À ce stade, l’objection suivante est concevable. « Pourquoi êtes-vous si sévère à l’encontre de personnes comme Rhonda Byrne, Esther et Jerry Hicks ? Après tout, ils font se sentir bien aux gens, ils leur donnent un peu d’optimisme, et cela ne peut pas être une mauvaise chose. N’êtes-vous pas tout simplement élitiste lorsque vous dénoncez leur manque de profondeur et le manque de fondement de certaines de leurs affirmations ? Qu’y a-t-il de si mal à se sentir bien ? »
La réponse est très simple. Je n’ai aucun doute sur le fait que beaucoup de ceux qui se tournent vers ces vendeurs d’huile de serpent spirituelle souffrent d’une détresse authentique d’une certaine sorte. Parfois, ce n’est rien de plus qu’une insatisfaction de la vie, mais parfois ils peuvent souffrir de maladie ; leurs enfants peuvent avoir des problèmes, et un nombre toujours croissant d’entre eux sont confrontés à des difficultés économiques allant de la perte de leur pension à la saisie de leur maison.

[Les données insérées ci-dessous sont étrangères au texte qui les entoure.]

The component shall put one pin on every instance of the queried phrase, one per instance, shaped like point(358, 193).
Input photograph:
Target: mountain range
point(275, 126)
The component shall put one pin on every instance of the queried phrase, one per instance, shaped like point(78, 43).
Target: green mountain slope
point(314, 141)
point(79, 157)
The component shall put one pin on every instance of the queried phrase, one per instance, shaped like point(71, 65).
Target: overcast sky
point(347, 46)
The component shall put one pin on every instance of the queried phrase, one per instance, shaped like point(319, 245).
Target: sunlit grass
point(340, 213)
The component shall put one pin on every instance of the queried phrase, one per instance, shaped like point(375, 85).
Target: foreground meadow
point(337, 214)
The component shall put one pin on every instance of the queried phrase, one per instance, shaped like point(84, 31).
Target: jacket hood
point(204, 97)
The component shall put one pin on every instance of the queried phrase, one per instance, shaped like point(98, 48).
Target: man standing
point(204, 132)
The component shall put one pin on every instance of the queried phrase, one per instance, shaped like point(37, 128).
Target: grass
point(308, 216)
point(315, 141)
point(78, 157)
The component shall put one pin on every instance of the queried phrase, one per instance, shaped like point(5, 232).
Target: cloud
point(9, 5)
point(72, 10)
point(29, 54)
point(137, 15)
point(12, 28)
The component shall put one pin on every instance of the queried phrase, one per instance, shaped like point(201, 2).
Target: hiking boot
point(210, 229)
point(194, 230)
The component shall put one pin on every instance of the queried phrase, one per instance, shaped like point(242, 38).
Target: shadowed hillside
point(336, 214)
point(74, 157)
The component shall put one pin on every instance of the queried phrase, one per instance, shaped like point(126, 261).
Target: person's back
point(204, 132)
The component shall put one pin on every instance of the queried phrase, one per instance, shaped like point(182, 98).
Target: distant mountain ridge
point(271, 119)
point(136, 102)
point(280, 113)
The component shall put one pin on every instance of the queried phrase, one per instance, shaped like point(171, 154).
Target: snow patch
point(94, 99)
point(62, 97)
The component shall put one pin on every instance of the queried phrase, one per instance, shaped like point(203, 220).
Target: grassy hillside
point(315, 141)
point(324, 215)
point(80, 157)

Ceux qui souffrent de problèmes réels ont besoin d’une aide réelle. Le prix à payer pour un peu de « feeling-good » est beaucoup plus élevé que ce que les défenseurs de la spiritualité pop admettent. Ceux qui croient vraiment que les conseils pop de Sharma ou The Secret de Byrne vont résoudre leur problème vont payer un lourd tribut. D’abord, parce qu’ils risquent de renoncer à l’aide dont ils ont réellement besoin. La maladie est à prendre très au sérieux, et elle doit être traitée selon les meilleures connaissances dont nous disposons. Non seulement la pensée positive ne guérit pas le cancer, mais deux recherches financées par des millions de dollars ont montré de manière concluante que la prière n’est d’aucune aide non plus.

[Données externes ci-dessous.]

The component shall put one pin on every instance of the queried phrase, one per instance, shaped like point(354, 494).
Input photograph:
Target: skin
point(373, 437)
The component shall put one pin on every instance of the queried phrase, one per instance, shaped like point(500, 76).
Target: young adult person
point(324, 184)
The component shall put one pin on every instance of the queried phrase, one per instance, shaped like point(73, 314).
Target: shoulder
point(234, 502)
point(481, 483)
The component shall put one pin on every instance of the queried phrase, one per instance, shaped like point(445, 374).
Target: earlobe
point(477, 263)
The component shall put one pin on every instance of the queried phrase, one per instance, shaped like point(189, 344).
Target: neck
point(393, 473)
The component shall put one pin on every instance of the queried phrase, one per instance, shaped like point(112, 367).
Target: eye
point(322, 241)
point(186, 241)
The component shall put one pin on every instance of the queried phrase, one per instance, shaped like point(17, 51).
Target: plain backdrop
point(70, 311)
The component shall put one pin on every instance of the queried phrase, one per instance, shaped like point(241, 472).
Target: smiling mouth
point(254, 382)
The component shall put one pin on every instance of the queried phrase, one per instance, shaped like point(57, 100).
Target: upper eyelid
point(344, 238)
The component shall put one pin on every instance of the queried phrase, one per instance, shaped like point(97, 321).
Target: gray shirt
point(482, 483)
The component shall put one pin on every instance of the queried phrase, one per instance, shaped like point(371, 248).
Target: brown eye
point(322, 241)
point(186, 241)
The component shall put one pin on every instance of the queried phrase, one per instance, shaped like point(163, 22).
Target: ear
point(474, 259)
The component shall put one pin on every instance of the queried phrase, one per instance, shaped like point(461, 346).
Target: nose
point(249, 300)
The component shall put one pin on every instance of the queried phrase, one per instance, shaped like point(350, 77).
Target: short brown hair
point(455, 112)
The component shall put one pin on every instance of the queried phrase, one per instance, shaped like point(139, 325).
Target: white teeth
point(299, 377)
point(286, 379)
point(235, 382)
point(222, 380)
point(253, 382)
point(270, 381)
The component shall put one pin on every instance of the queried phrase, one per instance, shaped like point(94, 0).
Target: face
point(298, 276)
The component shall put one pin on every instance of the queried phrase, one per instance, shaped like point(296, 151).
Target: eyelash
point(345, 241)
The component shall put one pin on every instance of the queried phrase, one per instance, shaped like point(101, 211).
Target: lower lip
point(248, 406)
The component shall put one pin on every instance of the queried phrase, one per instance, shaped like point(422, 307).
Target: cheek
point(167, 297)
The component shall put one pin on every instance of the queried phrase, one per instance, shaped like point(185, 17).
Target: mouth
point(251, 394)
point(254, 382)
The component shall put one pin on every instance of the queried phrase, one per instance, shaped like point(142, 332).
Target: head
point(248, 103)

Le deuxième prix qu’ils paient est celui de l’espoir brisé. Pour prendre un exemple que j’ai beaucoup étudié : un nombre toujours croissant de personnes en milieu de vie ne trouvent pas de travail, et soit elles n’ont pas de pension, soit leurs pensions ne suffisent tout simplement pas à joindre les deux bouts. Nous sommes confrontés au désespoir d’un nombre énorme de personnes qui ont envoyé leur CV à des centaines d’entreprises sans jamais être invitées à des entretiens.
Si Byrne et compagnie avaient raison, il suffirait d’apprendre à toutes ces personnes à penser positivement, et elles seraient inondées d’opportunités de travail. Mais souhaiter de l’argent assez fort ne vous apporte ni argent ni emploi, même si Oprah Winfrey approuve The Secret. Mes objections à l’encontre de nombreuses formes de pop-spiritualité ne reposent donc pas seulement sur mon dégoût pour les affirmations sans fondement sur la » connaissance profonde « , mais je crois qu’elles sont pour le moins moralement douteuses ; lorsque de faux espoirs sont suscités puis brisés par la réalité, le désespoir qui en résulte n’en est que plus difficile à supporter.
Ce billet de blog est adapté de Carlo Strenger, The Fear of Insignificance : Searching for Meaning in the Twenty-first Century.